I posted a link to this question on the python mailinglist ([email protected]). It seems like I did too much overwriting. Without the children visitor, it works as expected.

Entire source code of MyTransformer:

class MyTransformer(ast.NodeTransformer):
    def visit_For(self, node):
        """
        For nodes: replace with nothing
        """
        print("removing a For node")
        return None
1

There are 1 answers

0
VeLKerr On

No, it works correctly because you removed self-written generic_visit(). As you can see in the source code of ast.py, the NodeTransformer is the child of the NodeVisitor, which has its own generic_visit() method. This method performs updating of your ast nodes and if you override this method, you should know what are you doing for. Overriding will change all logic of NodeTransformer.
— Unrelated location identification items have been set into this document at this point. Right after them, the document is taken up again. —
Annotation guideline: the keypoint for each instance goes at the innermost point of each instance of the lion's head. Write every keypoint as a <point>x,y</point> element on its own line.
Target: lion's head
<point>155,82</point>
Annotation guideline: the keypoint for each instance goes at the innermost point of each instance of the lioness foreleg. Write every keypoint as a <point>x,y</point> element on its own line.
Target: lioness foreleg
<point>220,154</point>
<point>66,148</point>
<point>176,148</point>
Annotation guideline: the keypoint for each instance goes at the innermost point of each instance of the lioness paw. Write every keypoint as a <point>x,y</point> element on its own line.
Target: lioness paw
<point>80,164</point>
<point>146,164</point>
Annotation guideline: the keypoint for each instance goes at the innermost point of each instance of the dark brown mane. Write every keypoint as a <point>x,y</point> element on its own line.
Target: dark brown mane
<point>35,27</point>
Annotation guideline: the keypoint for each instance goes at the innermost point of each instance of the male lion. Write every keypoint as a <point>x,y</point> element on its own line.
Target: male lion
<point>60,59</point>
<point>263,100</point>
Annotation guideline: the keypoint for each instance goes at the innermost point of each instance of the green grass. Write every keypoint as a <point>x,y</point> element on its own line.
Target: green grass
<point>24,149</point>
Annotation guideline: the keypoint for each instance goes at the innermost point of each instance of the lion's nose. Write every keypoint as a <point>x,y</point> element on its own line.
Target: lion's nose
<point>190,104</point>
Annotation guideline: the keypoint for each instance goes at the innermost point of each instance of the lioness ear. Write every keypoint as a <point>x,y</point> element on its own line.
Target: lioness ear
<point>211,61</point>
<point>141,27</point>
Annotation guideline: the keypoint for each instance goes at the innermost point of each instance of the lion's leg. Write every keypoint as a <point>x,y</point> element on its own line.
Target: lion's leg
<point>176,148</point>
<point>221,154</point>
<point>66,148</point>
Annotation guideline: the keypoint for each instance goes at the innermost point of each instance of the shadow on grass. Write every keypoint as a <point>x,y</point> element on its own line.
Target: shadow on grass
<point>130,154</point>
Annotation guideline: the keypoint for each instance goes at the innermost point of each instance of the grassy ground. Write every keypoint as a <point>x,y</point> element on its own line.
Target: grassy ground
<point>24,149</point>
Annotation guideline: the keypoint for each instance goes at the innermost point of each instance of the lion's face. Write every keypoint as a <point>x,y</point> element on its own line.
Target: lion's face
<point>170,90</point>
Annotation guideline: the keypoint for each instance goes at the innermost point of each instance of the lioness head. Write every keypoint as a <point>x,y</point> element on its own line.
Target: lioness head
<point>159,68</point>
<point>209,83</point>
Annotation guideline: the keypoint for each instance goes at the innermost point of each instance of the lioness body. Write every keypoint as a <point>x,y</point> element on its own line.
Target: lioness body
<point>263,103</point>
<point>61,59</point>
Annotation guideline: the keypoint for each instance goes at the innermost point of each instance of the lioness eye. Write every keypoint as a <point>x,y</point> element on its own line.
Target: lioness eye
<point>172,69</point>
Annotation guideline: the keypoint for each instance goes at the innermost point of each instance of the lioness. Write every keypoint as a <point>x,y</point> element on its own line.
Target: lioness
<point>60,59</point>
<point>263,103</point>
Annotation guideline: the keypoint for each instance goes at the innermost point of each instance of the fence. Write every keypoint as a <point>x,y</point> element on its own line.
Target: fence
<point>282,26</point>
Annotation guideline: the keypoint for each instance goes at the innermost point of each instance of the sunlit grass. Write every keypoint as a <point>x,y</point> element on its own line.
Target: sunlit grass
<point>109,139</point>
If you still need to override generic_visit() (for example to print messages like visiting: <AST object> when you visit a node), you have to call parent method in your generic_visit(). So, your method will be the next:

def generic_visit(self, node):
        """
        printing visit messages
        """
        super().generic_visit(node)
        print("visiting: "+node.__class__.__name__)
        self.iterate_children(node)
        return node

The iterate_children() doesn't affect the result in this case, but also must be removed. It forces the visitor to run over children of each node. But generic_visit() already runs over all nodes. So, with iterate_children() you visit some nodes more than once. This wastes computing time and may give errors in more complex cases.